Piaキャロ2R 第2話「弱い部分」
「ただいま〜・・・って、誰も居ないのに言うのは変だな」
「えへへっ。そうだね」
 秋の日が落ちて薄暗くなった頃、休日のデートを終えた耕治と美奈は、呑気な会話をしながら、夕飯の買い物を携えて耕治の部屋に戻ってきた。
 あの後”3回戦”までした二人は、美奈の手料理の予定だった昼食を外で済ませ、駅前の繁華街でウィンドウショッピングを楽しんだ後、美奈が昼食の変わりに夕食を作ると言い出し、買い物を済ませて再び耕治の部屋に来たのだ。

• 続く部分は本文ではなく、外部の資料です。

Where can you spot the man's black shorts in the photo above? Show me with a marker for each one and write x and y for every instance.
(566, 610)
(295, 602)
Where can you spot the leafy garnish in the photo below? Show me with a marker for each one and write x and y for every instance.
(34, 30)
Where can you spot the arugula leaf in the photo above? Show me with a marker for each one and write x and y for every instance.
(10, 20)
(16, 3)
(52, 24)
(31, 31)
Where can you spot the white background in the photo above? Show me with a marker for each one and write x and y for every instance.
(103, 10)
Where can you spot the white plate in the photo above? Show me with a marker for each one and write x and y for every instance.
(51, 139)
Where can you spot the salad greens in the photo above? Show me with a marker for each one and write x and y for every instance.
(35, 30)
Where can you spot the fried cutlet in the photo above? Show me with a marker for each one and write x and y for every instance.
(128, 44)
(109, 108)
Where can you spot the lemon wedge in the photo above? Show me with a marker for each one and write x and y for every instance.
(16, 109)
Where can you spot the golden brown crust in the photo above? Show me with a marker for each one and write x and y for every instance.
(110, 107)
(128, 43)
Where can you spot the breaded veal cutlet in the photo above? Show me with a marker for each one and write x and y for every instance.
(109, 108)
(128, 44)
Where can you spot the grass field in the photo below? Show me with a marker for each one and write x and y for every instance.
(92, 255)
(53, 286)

 部屋に入る前に、隣のあずさの部屋の電気がついていないことを確認していた耕治は、昼食が遅かったのでまだ腹が減っていないこともあり、寮に誰もいない間に美奈ともう一戦やろうかと考えていた。
 背を向けて冷蔵庫内の食材を確認している美奈の、スカートに包まれた小さなお尻を見ながら、いきなり押し倒すのは昼間やったので、今度はどうやって口説こうか真剣に迷う。
 と、その時、電話の音が彼の思考を中断した。
「もしもし、前田です・・・あっ、葵さんですか」
 電話の相手は、二人の働いている『Piaキャロット』の先輩ウェイトレス、皆瀬葵だった。

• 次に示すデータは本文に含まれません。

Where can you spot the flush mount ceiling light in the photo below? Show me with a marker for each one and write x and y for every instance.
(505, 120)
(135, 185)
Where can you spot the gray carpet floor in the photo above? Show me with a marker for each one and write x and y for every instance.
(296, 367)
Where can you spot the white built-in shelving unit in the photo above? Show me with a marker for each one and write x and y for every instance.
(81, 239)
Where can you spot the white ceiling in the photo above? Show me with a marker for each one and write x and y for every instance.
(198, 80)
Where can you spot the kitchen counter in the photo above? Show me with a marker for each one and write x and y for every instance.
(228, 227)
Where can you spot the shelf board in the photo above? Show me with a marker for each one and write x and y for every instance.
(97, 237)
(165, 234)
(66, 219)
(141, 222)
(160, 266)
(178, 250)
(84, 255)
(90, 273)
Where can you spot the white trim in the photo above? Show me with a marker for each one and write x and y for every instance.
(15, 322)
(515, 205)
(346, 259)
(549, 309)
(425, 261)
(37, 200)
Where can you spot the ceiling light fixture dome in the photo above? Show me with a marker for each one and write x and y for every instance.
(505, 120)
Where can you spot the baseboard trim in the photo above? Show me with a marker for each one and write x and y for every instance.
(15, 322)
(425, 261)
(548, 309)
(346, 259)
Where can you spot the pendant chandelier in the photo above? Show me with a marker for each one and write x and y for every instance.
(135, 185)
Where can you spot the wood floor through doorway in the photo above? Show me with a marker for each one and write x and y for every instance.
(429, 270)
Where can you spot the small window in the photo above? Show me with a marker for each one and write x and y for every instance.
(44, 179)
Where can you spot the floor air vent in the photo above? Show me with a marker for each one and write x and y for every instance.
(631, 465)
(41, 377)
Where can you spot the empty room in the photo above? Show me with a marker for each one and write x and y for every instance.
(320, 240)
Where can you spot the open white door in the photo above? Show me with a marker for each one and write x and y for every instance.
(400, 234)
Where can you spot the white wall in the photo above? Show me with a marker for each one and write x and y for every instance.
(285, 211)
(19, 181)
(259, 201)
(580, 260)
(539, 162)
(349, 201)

『耕治君!? ようやく捕まった。何で二人とも携帯持ってないのよ・・・美奈ちゃんもそこにいる?』
「はい、一緒にいますが・・・どうしたんです?」
 微かな店の喧噪と音楽と共に聞こえる、いつもの気楽な感じと違う緊迫した葵の口調に、耕治の浮かれていた気分が散っていく。
「電話、誰から?」
 一緒にいる・・・という言葉に、電話で自分の事が話されていると察した美奈が、冷蔵庫に頭を突っ込んだまま話し掛ける。

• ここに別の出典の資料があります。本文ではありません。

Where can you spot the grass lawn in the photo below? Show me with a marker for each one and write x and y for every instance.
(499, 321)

『落ち着いて聞いてね・・・あずさちゃんが手に怪我をして、救急車で病院に担ぎ込まれたの』
 葵の告げた事実は、耕治の心を冷水が掛けられたように冷やした。



第2話「弱い部分」



 泣き崩れる寸前の美奈を支えるようにして、耕治は葵に教えられた病院に来た。
「ひっく・・・お姉ちゃんが死んだら、美奈も死んじゃうぅっ!」
 二人の前で自動ドアが開くと同時に、病人や見舞い客で割と込んでいるが決して賑やかではない病院のロビーに、泣きじゃくる美奈の声が響き渡る。
 童顔ともいえる可愛らしい顔に、赤く腫れた目が痛々しい。
「大丈夫だよ。葵さんは大した怪我じゃ無いって言ってたし、涼子さんも付き添っているそうだし・・・それにあの頑丈なあずさが、そう簡単にどうにかなる訳ないだろ?」
 騒いではいけない場所柄を気にしながらも、耕治は優しく美奈をなだめる。
「お姉ちゃん、頑丈じゃないよ・・・」
 耕治に聞こえるかどうかの小さい声で、美奈は反論する。
 更にぐずる美奈の肩を抱き寄せながら、耕治はロビーを横切って受付へ直行した。
「耕治君、美奈ちゃん」
 受付であずさの所在を聞こうとした耕治の耳に、小さく二人を呼ぶ、聞き覚えのある女性の声が届く。
 声の方を振り向くと、長い髪の眼鏡をかけた女性・・・店のマネージャーで寮の管理人でもある双葉涼子が、二人の方へ歩み寄る。
 彼女の背後の受付前の長椅子には、左腕に白い包帯を分厚く巻いたあずさが座っていた。
「お姉ちゃん!!」
 姉の姿を確認すると同時に、叫びながら駆け寄る美奈を、あずさは立ち上がって迎える・・・が、その動作が普段より弱々しく見えるのは、耕治の気のせいだろうか?
「大丈夫? 怪我痛くない? 顔色悪いけど、気分悪くない?」
 姉の身体を気遣い、矢継ぎ早に質問する美奈を、あずさはしばらく辛そうな顔で見つめていたが、
「ごめん・・・ごめんね、ミーナ・・・」
 突然美奈に抱き付くと、泣きながら謝り始めた。
「・・・お姉ちゃん?」
「ごめんね・・・ミーナ・・・ホント、ごめん・・・」
 戸惑う美奈に、更に繰り返し謝り続けるあずさは、美奈の肩越しに耕治と目が合う。
 彼の安堵と怒りの混じった表情からは、どれだけあずさを心配していたかが伺えた。
「・・・ごめんなさい・・・」
 美奈の肩に顔を埋めて、あずさはもう一度呟いた。

「耕治君、ちょっと・・・」
 あずさの異常な様子に面食らっていた耕治を、涼子はロビーで抱き合う二人が見える範囲の、だが会話が聞こえない程度に離れた場所に連れ出す。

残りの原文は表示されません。